Methodology · Tool · Last updated 2026-05-08

How Walk-Forward Validation Visualizer works

How the Walk-Forward Validation Visualizer splits a returns series and computes per-window Sharpe.

Inputs

  • A CSV with at least a strategy returns column. Optional date and benchmark columns are recognised.
  • Number of windows N (2–20).
  • Train fraction per window (0.5–0.9).
  • Mode: rolling (fixed-length window slides forward) or anchored (in-sample anchored to t=0).

Window construction

For N windows on n observations:

window_span  = floor(n / N)
train_span   = floor(window_span · train_pct)
test_span    = window_span − train_span

Rolling window k:
  IS  = [k · test_span,  k · test_span + train_span)
  OOS = [k · test_span + train_span,  k · test_span + train_span + test_span)

Anchored window k:
  IS  = [0,  train_span + k · test_span)
  OOS = [train_span + k · test_span,  train_span + (k+1) · test_span)

Per-window Sharpe

Annualized using a 252-day factor:

SR_window = mean(returns) / stdev(returns) · √252

IS → OOS drop

The hero number is the proportional Sharpe loss:

drop = (mean(IS_Sharpe) − mean(OOS_Sharpe)) / |mean(IS_Sharpe)|

A drop above 50% is a strong overfitting signal.

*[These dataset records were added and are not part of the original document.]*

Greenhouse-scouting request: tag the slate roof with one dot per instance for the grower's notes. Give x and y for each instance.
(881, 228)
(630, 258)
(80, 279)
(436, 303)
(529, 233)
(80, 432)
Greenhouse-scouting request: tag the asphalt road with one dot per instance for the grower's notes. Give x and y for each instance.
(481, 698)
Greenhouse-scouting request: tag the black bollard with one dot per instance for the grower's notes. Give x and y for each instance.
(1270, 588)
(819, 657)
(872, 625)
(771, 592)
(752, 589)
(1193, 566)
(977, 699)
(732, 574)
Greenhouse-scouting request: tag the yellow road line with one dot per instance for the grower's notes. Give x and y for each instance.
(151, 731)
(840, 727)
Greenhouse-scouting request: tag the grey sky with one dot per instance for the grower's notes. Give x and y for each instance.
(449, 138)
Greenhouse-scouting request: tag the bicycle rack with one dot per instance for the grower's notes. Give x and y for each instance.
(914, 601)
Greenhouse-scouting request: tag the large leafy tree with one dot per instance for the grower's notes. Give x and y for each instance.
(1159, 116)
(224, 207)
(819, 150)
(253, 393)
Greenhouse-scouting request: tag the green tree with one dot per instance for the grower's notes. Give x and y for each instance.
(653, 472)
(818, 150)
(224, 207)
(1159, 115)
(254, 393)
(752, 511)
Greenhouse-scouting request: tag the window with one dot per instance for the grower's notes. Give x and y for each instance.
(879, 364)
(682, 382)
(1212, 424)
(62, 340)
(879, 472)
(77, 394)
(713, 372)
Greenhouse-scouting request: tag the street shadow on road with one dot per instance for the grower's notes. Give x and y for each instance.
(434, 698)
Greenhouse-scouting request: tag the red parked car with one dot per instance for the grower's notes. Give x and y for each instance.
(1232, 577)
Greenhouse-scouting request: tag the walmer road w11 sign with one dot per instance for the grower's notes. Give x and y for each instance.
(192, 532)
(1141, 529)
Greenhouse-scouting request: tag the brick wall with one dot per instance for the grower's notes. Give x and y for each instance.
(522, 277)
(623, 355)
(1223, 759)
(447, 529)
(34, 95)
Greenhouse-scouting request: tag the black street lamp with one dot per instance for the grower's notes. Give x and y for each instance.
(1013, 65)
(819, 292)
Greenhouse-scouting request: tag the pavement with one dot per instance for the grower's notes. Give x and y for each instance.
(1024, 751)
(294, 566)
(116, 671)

Drops in the 20–50% range are typical for honest strategies once costs are added; sub-20% drops are uncommon and worth verifying for look-ahead leakage.

References

  • Pardo, R. (2008). The Evaluation and Optimization of Trading Strategies, 2nd ed., Wiley. ISBN: 978-0-470-12801-5.
  • Bailey, D. H., Borwein, J., López de Prado, M., Zhu, Q. J. (2014). "The probability of backtest overfitting." Journal of Computational Finance 20(4): 39–69. DOI: 10.21314/JCF.2016.322.

Limitations

  • The tool tests realised Sharpe stability. It does not refit a model — you supply pre-computed strategy returns.
  • Overlapping returns (intraday holding periods, leveraged ETFs) violate i.i.d. assumptions inside Sharpe; consider Newey-West-adjusted variants.
  • Anchored mode reuses early in-sample rows in every window — a single bad early sample biases all in-sample Sharpes.

External resources

Planning estimates only — not financial, tax, or investment advice.